8vo., (8 1/8 x 5 inches). Series half-title, and 3 sectional title-pages. Contemporary full flame calf, the spine gilt decorated in six compartments.
Provenance: with the near contemporary ownership inscription of "Reggio" on the half-title; Ex-Libris Jean R. Perrette, his sale, Christie's New York, 5th April 2016, lot 418
Chateaubriand's account of his brief time in America was first published in 1827. "Rejecting both sides in the French Revolution, the young nobleman sailed from Saint-Malo for America on 8 June 1791, and, after a pleasant interlude on the French island of Saint Pierre near Newfoundland, landed in Baltimore on 10 July. From there he hurried on to Philadelphia carrying a letter of introduction to President George Washington from the marquis de la Rouërie, who, as Colonel Armand, had fought with the Americans at Brandywine and Yorktown. Although in his Travels in America, published thirty-five years later, Chateaubriand described an interview with the American leader, we know from Washington's correspondence that the two never met. The young traveler did, however, go on to New York, perhaps to Boston, then up the Hudson and on to Niagara, where he broke his arm and remained for some time; but he did not, as he claimed, go down the Ohio and Mississippi, on to Florida, and back north overland. There are two reasons for being certain of that fact.
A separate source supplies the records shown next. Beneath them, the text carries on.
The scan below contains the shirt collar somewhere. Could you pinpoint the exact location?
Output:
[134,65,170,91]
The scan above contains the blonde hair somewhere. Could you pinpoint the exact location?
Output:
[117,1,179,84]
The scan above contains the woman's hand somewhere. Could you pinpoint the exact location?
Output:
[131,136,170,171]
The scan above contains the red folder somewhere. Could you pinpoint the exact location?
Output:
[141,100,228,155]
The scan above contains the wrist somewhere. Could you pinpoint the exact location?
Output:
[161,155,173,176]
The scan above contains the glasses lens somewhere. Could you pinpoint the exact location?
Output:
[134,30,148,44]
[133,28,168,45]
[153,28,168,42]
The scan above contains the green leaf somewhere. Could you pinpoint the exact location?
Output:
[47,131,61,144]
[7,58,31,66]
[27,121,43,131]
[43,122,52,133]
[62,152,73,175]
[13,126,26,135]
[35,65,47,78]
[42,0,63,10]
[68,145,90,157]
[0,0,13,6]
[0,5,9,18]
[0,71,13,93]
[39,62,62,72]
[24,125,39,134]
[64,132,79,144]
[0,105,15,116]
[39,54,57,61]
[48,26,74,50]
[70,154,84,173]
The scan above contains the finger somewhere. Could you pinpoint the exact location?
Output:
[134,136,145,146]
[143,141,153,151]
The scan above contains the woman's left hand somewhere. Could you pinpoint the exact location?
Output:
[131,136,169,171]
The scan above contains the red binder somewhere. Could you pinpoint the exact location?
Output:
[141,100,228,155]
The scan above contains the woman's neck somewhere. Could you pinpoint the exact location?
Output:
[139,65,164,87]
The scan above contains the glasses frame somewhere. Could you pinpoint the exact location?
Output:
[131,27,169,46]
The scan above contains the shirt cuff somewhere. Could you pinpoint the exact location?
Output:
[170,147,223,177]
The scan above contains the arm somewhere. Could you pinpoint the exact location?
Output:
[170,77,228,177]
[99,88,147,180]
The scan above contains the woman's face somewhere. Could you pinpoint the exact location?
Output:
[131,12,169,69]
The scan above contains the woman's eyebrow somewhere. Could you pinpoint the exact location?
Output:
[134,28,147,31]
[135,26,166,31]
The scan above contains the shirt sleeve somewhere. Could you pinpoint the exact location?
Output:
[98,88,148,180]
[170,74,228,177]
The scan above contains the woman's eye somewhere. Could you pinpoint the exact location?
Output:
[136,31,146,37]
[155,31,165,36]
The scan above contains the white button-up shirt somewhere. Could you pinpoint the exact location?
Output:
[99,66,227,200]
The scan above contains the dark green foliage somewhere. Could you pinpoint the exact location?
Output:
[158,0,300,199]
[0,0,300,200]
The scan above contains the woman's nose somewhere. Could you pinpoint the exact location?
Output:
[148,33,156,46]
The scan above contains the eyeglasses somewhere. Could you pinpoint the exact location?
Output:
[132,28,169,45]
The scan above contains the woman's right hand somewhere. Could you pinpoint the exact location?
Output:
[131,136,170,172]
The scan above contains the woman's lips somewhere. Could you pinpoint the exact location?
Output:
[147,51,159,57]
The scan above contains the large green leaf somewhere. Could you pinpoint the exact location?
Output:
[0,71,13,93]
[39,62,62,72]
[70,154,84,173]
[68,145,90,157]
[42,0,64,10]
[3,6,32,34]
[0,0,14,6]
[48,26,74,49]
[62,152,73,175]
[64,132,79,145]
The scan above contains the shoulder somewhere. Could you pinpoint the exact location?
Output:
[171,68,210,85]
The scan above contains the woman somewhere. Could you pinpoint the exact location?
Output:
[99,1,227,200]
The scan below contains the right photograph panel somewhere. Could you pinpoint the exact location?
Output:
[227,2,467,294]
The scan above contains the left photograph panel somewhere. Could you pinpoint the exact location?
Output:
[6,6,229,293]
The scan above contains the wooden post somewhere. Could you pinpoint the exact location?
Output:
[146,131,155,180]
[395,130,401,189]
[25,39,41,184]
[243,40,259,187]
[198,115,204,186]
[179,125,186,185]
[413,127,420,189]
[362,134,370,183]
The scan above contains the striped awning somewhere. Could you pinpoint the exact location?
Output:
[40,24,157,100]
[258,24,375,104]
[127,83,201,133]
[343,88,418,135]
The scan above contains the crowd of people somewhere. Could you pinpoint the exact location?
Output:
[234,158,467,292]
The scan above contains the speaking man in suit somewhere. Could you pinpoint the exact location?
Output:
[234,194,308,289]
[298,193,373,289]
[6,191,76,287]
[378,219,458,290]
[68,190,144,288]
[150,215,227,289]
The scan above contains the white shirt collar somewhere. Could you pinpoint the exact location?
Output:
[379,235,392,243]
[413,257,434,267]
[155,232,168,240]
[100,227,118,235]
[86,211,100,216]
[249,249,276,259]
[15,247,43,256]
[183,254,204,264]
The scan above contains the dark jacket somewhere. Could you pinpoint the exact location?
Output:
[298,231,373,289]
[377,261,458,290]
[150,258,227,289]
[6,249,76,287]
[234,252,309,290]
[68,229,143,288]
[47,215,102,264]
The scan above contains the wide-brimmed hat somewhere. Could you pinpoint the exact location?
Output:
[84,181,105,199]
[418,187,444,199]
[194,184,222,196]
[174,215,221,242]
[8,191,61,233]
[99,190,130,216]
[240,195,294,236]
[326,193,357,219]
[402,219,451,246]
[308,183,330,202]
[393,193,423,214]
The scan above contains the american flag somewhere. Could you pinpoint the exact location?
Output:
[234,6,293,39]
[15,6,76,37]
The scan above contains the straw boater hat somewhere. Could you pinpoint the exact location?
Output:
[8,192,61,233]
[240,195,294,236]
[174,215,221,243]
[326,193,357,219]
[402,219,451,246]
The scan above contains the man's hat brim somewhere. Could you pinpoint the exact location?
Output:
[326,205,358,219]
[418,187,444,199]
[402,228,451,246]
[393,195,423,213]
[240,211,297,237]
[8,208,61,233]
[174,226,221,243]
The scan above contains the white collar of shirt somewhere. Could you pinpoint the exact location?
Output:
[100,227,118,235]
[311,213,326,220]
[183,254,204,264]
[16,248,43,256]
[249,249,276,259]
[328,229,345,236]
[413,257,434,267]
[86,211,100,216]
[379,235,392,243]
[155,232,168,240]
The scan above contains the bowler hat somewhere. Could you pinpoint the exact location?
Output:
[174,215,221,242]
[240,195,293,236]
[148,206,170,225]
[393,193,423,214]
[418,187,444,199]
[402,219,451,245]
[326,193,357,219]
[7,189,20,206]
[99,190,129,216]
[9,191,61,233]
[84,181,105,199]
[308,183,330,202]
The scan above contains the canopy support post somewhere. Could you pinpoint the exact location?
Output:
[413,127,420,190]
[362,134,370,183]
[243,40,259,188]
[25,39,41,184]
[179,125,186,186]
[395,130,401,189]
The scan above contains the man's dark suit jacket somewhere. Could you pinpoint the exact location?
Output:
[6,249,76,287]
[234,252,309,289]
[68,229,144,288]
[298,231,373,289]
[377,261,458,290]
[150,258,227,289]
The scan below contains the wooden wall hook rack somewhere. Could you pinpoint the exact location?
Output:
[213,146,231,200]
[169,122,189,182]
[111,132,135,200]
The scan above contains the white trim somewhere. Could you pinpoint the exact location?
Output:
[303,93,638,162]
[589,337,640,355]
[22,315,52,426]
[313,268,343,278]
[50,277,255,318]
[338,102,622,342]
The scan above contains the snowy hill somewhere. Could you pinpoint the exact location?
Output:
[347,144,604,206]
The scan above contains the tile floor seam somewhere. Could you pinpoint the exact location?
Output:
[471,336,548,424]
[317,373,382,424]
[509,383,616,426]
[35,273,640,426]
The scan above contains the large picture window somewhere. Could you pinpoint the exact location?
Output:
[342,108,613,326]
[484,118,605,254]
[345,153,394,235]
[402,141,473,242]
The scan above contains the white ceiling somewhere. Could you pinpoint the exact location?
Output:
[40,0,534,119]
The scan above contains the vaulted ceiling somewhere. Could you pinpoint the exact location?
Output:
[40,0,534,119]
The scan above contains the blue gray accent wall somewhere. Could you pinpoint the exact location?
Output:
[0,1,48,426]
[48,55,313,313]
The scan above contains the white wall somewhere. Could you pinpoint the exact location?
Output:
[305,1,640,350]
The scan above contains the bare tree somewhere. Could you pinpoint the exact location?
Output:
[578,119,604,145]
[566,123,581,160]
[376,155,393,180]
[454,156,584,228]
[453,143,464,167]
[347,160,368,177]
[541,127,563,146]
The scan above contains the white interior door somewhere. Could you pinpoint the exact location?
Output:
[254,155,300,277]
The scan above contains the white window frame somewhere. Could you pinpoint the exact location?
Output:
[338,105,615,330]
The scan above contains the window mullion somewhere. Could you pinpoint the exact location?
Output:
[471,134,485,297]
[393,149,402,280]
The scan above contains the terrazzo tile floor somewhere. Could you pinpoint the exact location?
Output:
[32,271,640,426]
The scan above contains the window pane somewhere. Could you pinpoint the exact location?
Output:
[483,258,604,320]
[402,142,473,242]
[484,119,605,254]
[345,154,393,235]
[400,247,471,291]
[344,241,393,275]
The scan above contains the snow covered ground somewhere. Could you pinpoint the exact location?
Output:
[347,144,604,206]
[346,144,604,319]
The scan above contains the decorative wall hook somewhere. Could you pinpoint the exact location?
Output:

First, since he began his return voyage to France from Philadelphia on 10 November, he had only four months in America, far too little time for such a journey; and second, as scholars such as Joseph Bédier and Gilbert Chinard have shown, in the Travels all of the material about the Ohio, the Mississippi, and the Southeast is taken from William Bartram, Jonathan Carver, François Charlevoix, Gilbert Imlay, and other well-known travelers Chateaubriand read before publishing his own account in 1827" (Percy G. Adams for ANB).